There’s good news to report, thanks to the superhuman efforts of Mamaroneck Historical Society co-chairs John Pritts and Gail Boyle, who have turned their lives upside down over the past two months to save eight murals of James Fenimore Cooper’s scenes. from “Leatherstocking Tales” painted 81 years ago. Ninth-grade classes at Mamaroneck Junior High raised funds from 1936 to 1941, then hired artists from Yale Art School, one of whom, Mimi Jennawine, was a graduate of Mamaroneck High. His other works include a painting in the Smithsonian – and most other muralists went on to become prominent artists.

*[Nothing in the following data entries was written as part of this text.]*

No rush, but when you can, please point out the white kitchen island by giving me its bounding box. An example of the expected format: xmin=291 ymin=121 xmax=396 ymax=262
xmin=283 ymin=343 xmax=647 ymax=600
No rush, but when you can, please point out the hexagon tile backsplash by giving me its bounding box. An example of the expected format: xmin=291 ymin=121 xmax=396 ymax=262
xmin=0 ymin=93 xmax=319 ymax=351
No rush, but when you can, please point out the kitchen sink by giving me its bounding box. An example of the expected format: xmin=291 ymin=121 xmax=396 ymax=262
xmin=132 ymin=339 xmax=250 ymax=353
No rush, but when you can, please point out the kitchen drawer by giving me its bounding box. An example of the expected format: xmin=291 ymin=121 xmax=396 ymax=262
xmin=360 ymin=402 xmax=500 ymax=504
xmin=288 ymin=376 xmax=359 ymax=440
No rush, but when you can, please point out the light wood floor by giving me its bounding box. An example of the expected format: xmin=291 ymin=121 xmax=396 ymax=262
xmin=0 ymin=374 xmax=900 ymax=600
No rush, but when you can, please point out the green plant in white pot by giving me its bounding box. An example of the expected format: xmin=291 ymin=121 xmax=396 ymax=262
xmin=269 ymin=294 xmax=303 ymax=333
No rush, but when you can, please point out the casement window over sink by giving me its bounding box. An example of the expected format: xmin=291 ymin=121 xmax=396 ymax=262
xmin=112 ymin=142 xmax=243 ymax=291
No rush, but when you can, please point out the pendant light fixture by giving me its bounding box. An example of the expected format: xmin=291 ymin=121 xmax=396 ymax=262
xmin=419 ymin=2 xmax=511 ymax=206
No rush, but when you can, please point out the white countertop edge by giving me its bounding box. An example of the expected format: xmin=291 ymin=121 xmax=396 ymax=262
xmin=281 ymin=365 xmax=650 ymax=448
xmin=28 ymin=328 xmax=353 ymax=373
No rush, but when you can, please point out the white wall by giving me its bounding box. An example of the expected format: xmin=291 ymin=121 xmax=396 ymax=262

With contributions from GoFundMe and a few generous major donors, the necessary figure was reached, and John and Gail got started. They embarked on this near impossible task, researching information and contacts, researching mural removal companies (found one), hiring an art restorer, writing and tracking hundreds of emails, spending hours and days on phone calls, tried (unsuccessfully) to get in touch with school board and superintendent, (eventually found school facilities manager who was supportive and cooperative!), drove everywhere from Stamford , CT, to Brooklyn to pick up conservation supplies needed for the business, which also included huge 2-foot x 12-foot tubes on which to roll the murals. And then once the work started, they supervised all the work in high school every day.

After the removal process began, our Historical Society Board of Directors received an email update from the high school that the Murals Removal Society and Art Conservator had told them that the glue holding the murals to the wall was just as tough as it was 81 years ago. The deletion process has become extremely slow. It was the first week of April – and the school board gave them an extension until April 7 (from April 1). John called from the school to warn that there was no way at that time to remove more than four of the murals.

But – the next day the removal company brought in a second team who worked through the night – and miraculously managed to save all eight of them, removing seven safely! The eighth mural is in a science classroom with gas and water pipes too close to build scaffolding. He is now fully protected behind plexiglass, and will be behind a wall in the school’s new Tech Lab.

The mural, “Travels and European Influences 1826-1833” by Mimi Jennewein, will have a sign on the Tech Lab wall noting the mural behind it. Maybe in the future it could be recovered.

We are all thrilled with what they were able to do!, John wrote again, describing the complicated process, after completion:
“The mural demolition team was PHENOMENAL! Led by Josh Lattrell of ACA Environmental Services, Inc., the team solved problems through endless challenges. They invented special platforms for working in tight spaces. They determined what worked for the removal of each mural based on the surface of the wall and the strength of the adhesive. The 81-year-old glue used to stick the canvas to the walls looked like cement. The moving team picked up a pace, synchronizing their efforts while standing on scaffolding under the suspended tube, which wrapped the mural up to the ceiling, while carefully scraping the glue, inch by inch, to release the paint mural.

We leave the GoFundMe link on our website (mamaroneckhistoricalsociety.org) as there will be a huge cost to restore and hang the murals in local public buildings in Larchmont and Mamaroneck. John explained: “The seven murals which have been successfully removed will require a range of restoration services. One of them was extremely brittle, leading to paint loss. The canvas of other murals was thin or torn in places, requiring repairs. This will mean another significant cost for repairs. Although this is not the result we hoped for, we are confident that everyone involved in the removal effort has worked beyond expectations to preserve all of the murals. coming off the wall.

After being in the cafeteria at Junior High, which later became part of Mamaroneck High School, for 81 years, having had classrooms built in the huge cafeteria in the 90s, obscuring the murals from being seen at distance, the murals will eventually hang in public buildings in Mamaroneck and Larchmont. In the future, the whole community will be able to see and appreciate these magnificent historic murals and America’s first true novelist, James Fenimore Cooper.